3泊4日の、行政視察を終えて帰って来た。といっても、交通機関の関係で、初日と今日は移動だけ。実際は2日で3カ所という強行軍でもあった。
 議員の視察に関して、わざわざ行かなくても、書類を取り寄せれば済むではないかとか、インターネットの時代だから、行くまでもなくビジュアルに調査できるではないか、といった意見をいう人もいる。
 しかし、俗に言う「百聞は一見にしかず」なのである。今回の視察でも、「恐竜のまち」だということは、ネットでも本でも調べることができる。ただ、実際に現地に訪れて初めて。例えば「えちぜん鉄道」という交通アクセスの現状や、市の取り組みの実態が わかった。

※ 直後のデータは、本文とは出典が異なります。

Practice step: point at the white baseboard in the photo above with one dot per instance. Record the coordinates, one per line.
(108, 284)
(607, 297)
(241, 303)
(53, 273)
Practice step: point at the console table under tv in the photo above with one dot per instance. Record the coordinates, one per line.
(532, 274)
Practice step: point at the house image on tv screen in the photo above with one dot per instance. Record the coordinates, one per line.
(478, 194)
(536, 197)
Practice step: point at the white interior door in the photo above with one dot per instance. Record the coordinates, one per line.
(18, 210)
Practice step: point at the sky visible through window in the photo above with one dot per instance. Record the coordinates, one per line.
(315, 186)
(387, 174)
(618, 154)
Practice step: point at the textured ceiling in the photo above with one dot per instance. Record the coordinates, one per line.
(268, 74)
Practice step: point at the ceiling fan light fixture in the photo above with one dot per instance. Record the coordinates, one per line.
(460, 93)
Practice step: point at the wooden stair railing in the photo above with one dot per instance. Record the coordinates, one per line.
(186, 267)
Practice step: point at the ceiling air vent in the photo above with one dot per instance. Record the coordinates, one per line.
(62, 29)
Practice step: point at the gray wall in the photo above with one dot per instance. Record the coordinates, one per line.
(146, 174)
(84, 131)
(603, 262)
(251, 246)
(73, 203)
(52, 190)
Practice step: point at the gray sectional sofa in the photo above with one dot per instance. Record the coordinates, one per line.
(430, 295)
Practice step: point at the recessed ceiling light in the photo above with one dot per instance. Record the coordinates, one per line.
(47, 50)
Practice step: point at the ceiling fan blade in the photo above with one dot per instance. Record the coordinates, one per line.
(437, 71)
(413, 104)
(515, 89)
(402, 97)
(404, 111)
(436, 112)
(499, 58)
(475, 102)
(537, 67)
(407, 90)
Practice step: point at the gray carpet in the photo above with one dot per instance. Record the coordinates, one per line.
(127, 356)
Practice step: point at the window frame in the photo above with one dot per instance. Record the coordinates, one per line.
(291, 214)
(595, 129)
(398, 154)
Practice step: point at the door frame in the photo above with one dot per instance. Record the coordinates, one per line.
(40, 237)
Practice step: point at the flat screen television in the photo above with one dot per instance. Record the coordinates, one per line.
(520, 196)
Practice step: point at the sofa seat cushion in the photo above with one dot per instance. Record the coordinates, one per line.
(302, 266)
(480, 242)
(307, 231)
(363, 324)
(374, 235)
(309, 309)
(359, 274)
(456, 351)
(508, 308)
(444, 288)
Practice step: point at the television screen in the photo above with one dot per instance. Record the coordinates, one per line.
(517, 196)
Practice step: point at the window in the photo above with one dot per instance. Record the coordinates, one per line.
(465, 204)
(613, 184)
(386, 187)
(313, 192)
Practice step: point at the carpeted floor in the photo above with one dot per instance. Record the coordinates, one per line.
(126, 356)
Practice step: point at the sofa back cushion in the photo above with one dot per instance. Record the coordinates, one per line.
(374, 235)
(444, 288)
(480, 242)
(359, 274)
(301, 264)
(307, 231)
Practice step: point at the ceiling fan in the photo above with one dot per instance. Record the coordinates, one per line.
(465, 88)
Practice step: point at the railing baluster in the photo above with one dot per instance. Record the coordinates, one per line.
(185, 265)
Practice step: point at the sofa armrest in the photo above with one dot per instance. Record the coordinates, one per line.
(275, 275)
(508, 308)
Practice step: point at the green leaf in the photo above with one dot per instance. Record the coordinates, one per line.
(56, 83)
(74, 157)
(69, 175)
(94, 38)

 糸魚川市も須坂市も同様だ。須坂市が宣伝をしている「フルーツエール」の味については、昨日のブログにも書いた。これも、行って飲んでみたからこその評価だ。
 などと、視察の資料を整理する間もなく、また旅装を解く間もなく、今日は知人の通夜に参列した。地元紙M新報の元常務のIさんの通夜だ。弘前ペンクラブの副会長でもあった。
 書店経営時代から、M新報には、週間ベストセラーの掲載や、併設していたギャラリーの催事の紹介等で、なにかとお世話になってきた。その頃からの知己である。
 が、Iさんとぐっと親しく話をするようになったのは、僕が俳句を始めてからだ。Iさんは、弘前の俳句会の第一人者でもある。俳号を”風信子”という。
 僕が、生まれて初めて句会なるものに出たのは、もう何年前だったろうか? その句会の主宰が風信子さんであった。まだ初心者だった頃の(いまでも初心者に産毛がはえた程度だが)ある句会で、僕の鑑賞を風信子先生から褒めていただいた。褒めた方は忘れているかもしれないが、褒められた方は忘れない。特に僕のようなお調子者は、褒められるとすぐに図に乗って、どこまでも舞い上がってしまう。
 そんな訳で、それ以来、俳句から抜け出せないでいる。だから、Iさんは、僕の師匠の一人でもあり、恩人でもある。 
 ほぼ2月に1回の句会では、毎回、風信子先生の選評が楽しみだった。投句した一人一人の句に、丁寧に感想やアドバイスを述べていた。その中で、俳句の作り方のポイントや、読み方の幅広さを教わった。